Et elle va, de prétendant en prétendant, promettant le miel et le lait.
J’ai parfois l’impression que chez nous, c’est la rumeur qui doit avoir préséance sur tous les organes d’information. Nous ne sommes pas loin du grand village, avec son clocher fier et ses racontars de parvis d’église. Ces patelins où les journaux ne servent qu’à certifier ou éclairer ce que les gens savent déjà, par intuition ou par contact privilégié.
Panique au village. Il y a de petites mafias qui ont pris le contrôle de l’information culturelle. De quoi donner de l’inspiration aux Clowns Noirs pour leur prochaine trilogie.
C’est rendu que je n’ose plus qu’à peine m’enquérir des nouvelles des artistes que je croise dans la rue ou dans quelque événement artistique. Pour ne pas voir le malaise de celui qui a envie de parler d’un projet qui lui tient à cour, mais qui doit se fermer la gueule. Personne ne lui a dit de le faire. Mais il a l’impression que s’il en dit trop. quelque chose pourrait se produire. On ne sait pas quoi. Les pires peurs ne sont jamais intelligibles, bien définies.

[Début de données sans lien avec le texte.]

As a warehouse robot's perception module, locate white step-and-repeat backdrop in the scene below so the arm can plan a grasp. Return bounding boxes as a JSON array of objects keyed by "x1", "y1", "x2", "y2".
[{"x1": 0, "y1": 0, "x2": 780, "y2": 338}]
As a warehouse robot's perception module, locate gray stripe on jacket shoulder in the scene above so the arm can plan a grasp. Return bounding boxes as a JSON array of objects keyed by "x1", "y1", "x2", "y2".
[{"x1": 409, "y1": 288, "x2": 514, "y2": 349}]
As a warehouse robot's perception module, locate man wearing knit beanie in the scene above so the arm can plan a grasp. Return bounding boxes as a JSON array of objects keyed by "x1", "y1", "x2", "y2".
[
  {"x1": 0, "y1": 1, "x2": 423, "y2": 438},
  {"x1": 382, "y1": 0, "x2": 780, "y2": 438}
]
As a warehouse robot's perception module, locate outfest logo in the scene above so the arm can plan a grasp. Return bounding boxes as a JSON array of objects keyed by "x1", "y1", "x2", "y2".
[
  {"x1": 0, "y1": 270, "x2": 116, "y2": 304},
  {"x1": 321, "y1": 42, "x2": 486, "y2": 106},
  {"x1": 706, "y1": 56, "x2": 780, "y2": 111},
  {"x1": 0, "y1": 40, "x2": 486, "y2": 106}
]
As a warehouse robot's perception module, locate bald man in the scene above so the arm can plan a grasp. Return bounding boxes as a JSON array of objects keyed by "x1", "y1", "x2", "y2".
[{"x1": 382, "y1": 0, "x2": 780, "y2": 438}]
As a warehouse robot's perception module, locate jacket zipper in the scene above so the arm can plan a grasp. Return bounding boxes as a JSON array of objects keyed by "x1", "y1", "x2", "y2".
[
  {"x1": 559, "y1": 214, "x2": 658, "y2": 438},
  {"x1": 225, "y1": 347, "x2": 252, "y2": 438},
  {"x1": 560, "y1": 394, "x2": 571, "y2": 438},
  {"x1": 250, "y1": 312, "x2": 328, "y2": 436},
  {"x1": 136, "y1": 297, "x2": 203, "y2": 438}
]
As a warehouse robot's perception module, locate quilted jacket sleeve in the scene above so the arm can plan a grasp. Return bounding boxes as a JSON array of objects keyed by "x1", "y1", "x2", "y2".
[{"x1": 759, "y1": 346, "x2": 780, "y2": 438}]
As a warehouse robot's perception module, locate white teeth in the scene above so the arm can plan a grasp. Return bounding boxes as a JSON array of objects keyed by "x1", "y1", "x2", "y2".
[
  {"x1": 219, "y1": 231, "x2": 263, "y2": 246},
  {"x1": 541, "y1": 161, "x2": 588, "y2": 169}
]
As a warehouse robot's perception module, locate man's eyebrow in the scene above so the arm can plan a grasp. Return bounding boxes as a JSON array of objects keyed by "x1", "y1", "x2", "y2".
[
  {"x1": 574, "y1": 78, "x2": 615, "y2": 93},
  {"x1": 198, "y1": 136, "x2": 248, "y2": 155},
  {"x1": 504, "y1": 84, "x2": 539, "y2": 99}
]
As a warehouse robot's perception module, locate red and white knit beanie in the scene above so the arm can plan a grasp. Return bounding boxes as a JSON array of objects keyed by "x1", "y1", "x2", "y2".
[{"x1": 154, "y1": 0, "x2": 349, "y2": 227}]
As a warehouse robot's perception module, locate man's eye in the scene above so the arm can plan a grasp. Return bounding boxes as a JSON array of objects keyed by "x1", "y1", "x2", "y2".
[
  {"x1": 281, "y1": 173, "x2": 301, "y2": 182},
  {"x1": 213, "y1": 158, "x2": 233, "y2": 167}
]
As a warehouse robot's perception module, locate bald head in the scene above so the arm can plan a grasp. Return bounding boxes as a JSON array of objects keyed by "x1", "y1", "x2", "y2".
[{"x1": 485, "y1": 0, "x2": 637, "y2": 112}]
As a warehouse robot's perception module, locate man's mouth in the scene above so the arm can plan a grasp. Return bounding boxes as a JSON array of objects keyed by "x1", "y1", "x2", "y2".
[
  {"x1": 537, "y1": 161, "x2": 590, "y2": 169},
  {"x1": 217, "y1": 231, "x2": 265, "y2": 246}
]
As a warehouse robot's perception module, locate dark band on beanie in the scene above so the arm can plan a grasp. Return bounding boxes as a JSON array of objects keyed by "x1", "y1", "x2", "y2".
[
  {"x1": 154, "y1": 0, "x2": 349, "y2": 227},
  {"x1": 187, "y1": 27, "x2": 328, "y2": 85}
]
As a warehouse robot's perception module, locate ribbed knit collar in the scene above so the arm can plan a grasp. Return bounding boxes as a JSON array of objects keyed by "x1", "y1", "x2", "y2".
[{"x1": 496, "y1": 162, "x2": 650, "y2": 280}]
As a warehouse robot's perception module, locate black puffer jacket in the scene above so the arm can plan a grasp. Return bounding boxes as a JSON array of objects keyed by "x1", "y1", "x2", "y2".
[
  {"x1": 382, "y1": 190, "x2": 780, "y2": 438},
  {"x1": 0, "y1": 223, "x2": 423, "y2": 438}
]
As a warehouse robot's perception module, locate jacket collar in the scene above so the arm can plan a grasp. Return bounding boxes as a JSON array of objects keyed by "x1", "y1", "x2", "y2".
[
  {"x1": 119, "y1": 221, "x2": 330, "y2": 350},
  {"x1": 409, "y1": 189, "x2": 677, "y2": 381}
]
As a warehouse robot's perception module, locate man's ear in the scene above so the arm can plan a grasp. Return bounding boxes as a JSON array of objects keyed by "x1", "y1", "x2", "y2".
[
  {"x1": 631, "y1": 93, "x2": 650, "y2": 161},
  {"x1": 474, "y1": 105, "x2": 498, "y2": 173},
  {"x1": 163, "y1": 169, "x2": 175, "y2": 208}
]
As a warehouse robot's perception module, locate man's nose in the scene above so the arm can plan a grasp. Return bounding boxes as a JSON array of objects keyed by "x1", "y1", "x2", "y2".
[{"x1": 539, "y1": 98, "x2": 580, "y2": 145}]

Et voilà que je me soumets à cette omerta, règle d’or de la gente culturelle, 11e commandement de la sainte Bible: tu ne parleras point. J’accepte les conditions qu’on m’impose, garde le silence le temps qu’il faudra, parce que sans doute y a-t-il une bonne raison pour le faire, sans doute est-ce préférable ainsi.
À qui sert cette omerta? Aux organismes culturels? Je ne crois pas. Aux journalistes? Non plus. Les premiers ont créé une dépendance chez les seconds qui, las de devoir se battre comme des forcenés contre des moulins à vent, ont fini par attendre de voir quelle farine leur livreraient ces meuneries. Et de cette poudreuse mixture insipide, ils font leur pain quotidien. NOUS faisons notre pain quotidien.
Je me revois, jeune et fringant, à ma première conférence de presse. Il y a un type au milieu de la place (moi) qui a l’air échoué sur sa chaise. Son calepin est tout écréanché, ses pages sont abîmées et roulées. Son crayon dort encore dans sa poche. Son enregistreuse numérique servira de toute façon de témoin. Si toutefois il y a de quoi témoigner.
Ses bottes suintent la glace et le sel dont il n’a pu se débarrasser à l’entrée. Il est préoccupé par l’idée de laisser sa trace au plancher et jette un coup d’oil alentour pour se rassurer de ne pas être le seul à salir la moquette.
Il y a les vrais journalistes autour de lui. Ceux de la vieille école. Qui ont l’expérience. Leur stylo grafigne le papier à une vitesse incroyable. On croirait des sténographes. L’un d’eux lève la main et demande des chiffres. On veut que ça se calcule. Quel sera le budget alloué? Combien de retombées économiques? Ça prend combien de zéros? Où je mets la virgule? Les kodaks flashent à qui mieux mieux. On attend LA phrase, la tournure amusante – qu’est-ce qu’on s’ennuie quand le maire est absent ou qu’il est trop sérieux.
Les pires conférences de presse sont les plus protocolaires. Ces univers gluants de bonnes manières.
Avec le temps, à la rencontre du milieu culturel, j’ai fini par passer du côté des muselés, je crois bien.
Finalement, je prendrai peut-être une résolution, cette année. Celle de ne plus garder pour moi ces secrets que je découvrirai. Parce que ça ne m’a jamais payé d’attendre le feu vert.
Et parce que je n’aime pas ces décors de papier mâché qu’on ne peut pas toucher.
Wow! Drôle de flashback de lundi passé! C’est vrai que des fois, on se sent tourmenté quand quelqu’un nous parle d’un de leurs projets à venir… J’en parle ou pas…
Et après tout, y a rien que les producteurs de cinéma qui mettent des embargos sur leurs trucs.
Il n’y a de véritable omertà que celui (ou celle?) qu’on s’impose… Qu’advient-il de cette (judiciaire!) maxime: tout ce que vous dites pourra être retenu contre vous?